Fadila Elkarrany, 21, created Teen Times, an online magazine for teenage girls. Some of its content mirrors that of old-school teen magazines with tips on how to lose weight and prevent ingrown hairs. More surprising, however, are articles that offer advice on how to "sext" safely "if your reputation is important to you but so is your sexual health."

And then there is Khamees, who set a precedent by exposing her identity and confronting her rapist and his accomplices online. Because she had shared her story widely, The New York Times, with her permission, used her name and photographs in this article. The suspect in her case, Bassam Hanna, a 25-year-old liquor store owner, has denied the charges. His trial has begun, and he is expected to appear in court in December.

Khamees has taken her fate with a mix of acceptance and cynicism. In rehab a social worker helped her discern "right from wrong," she said, and sounded like she meant it. She lives with her older brother, who acts as her guardian and lets her go out one night a week. Otherwise, her social life is mostly on TikTok and Instagram. But she has deactivated her old accounts and started new ones to revamp her image. She still sings and dances, but in a T-shirt covering her chest and shoulders. "It's backward," she said, sitting in a coffee shop in a sleeveless shirt, smoking a cigarette. "But I have to get in line and be backward. We're not in America."

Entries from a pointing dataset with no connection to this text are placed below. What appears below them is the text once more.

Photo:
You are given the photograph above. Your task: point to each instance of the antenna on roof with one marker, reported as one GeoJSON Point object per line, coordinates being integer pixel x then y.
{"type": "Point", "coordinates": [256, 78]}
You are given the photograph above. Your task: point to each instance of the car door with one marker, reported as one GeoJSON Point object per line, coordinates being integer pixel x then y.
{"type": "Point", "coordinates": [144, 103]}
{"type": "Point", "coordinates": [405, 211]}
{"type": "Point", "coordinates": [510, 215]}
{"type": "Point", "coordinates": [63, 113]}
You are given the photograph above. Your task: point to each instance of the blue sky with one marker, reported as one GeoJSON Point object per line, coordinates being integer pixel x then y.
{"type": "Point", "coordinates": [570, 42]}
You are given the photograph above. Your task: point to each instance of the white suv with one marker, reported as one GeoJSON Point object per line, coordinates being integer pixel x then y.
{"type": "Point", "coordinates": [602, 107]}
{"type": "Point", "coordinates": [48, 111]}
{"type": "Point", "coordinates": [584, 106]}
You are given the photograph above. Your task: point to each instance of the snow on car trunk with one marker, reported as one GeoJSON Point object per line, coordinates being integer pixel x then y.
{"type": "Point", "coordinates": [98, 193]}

She had scars running up the insides of her arms where she'd cut herself. She described them as cries for help, not suicide attempts, and most were reactions to two shattering events: Some she made after her mother died four years ago, others after she said she was raped.

She is still waiting for justice.

"I want to see the people who hurt me go to jail," she said. "I will walk with my head held high, or I will unleash all hell on this country. Just look what I managed to do with a five-minute video."